Disclaimer: I am not married; I never have been and by no means an expert on the subject. This opinion is therefore founded on deep thought, observation and analysis. This isn’t advice, just well-intended thoughts so we can explore, learn and even grow.
Vows aside because I think they’ve lost their meaning in present day. The aspects of the above Christian tailored vow seem to have been a conclusion on what society considered a good marriage not a basis on which couples were meant to function with. People who never walked the Isle nor said the vows still lived/live by what the vows described.

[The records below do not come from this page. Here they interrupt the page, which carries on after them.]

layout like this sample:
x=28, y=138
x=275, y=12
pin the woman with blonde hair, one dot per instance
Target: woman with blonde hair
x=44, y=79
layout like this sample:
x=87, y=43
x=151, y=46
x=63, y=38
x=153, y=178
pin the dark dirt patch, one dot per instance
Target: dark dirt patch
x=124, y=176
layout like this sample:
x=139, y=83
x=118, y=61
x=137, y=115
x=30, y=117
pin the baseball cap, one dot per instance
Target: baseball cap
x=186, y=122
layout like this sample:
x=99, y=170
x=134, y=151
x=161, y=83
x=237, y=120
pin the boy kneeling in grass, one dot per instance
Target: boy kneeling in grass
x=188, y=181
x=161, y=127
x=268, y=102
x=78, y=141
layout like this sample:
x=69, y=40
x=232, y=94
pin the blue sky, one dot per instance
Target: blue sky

Marriage is a dynamic institution, different for each couple depending on who they are, their beliefs, environment, their ambitions and personalities. I don’t think one vow covers all the diverse needs. Also, if we were to indeed adopt one vow for all, an in-depth interpretation of its lines should be offered to all couples. Let people know what they’re signing up for. Some people either misinterpret the vows or do not understand the magnitude of the words said.
Before promising to stand by someone for better for worse, what we consider better and worse should be clearly spelled out. We have people experiencing hell on earth because marriage means sticking through it all. We’ve even seen people lose their lives because they stayed for worse.
Honestly it is amazing to have and be a constant in someone’s life. It anchors life and even adds meaning to it. But how many more people will be broken, how many more will be lost because they remained a constant through it all. So, here’s what I think:
𝗠𝗮𝗿𝗿𝗶𝗮𝗴𝗲 𝘀𝗵𝗼𝘂𝗹𝗱 𝗯𝗲 𝗳𝗼𝗿 𝗯𝗲𝘁𝘁𝗲𝗿 𝗼𝗿 𝘄𝗼𝗿𝘀𝗲 𝗰𝗶𝗿𝗰𝘂𝗺𝘀𝘁𝗮𝗻𝗰𝗲𝘀 𝗯𝘂𝘁 𝗡𝗢𝗧 𝗳𝗼𝗿 𝗯𝗲𝘁𝘁𝗲𝗿 𝗼𝗿 𝘄𝗼𝗿𝘀𝗲 𝗽𝗲𝗿𝘀𝗼𝗻𝗮𝗹𝗶𝘁𝘆/𝗽𝗮𝗿𝘁𝗻𝗲𝗿.
Circumstances because for the most part, they’re not intentionally human making and even they accidentally were, they are faced and dealt with together. Easy peasy, teamwork they say makes the dream work. By all means be each other’s constant through everything else. All other aspects of the vow can be classified under circumstances.
But stay constant to a bad personality that grows worst?
The one most constant reason relationships and marriages collapse is the people involved and their levels of emotional intelligence and psychological maturity. Even when we blame it on circumstances, character and attitude are never absent. Marriage is a Pandora’s box for most people. We keep meeting terrible aspects of our partners we never imagined existed (ask around) No one is built to continuously deal with “demons” for so long talk less of “till death do us part”.
What makes the difference then is who we’re dealing with. Agreed our flaws and weaknesses are exposed, we either work to be better or we do nothing and become worst which is toxic both to self and partner. Why should anyone be subjected to toxicity all their life?
Maybe, just maybe if we don’t give people open cheques of behavioral tolerance at the altar, they might make more effort at actually becoming better. You either loose what you want, or you work to keep it.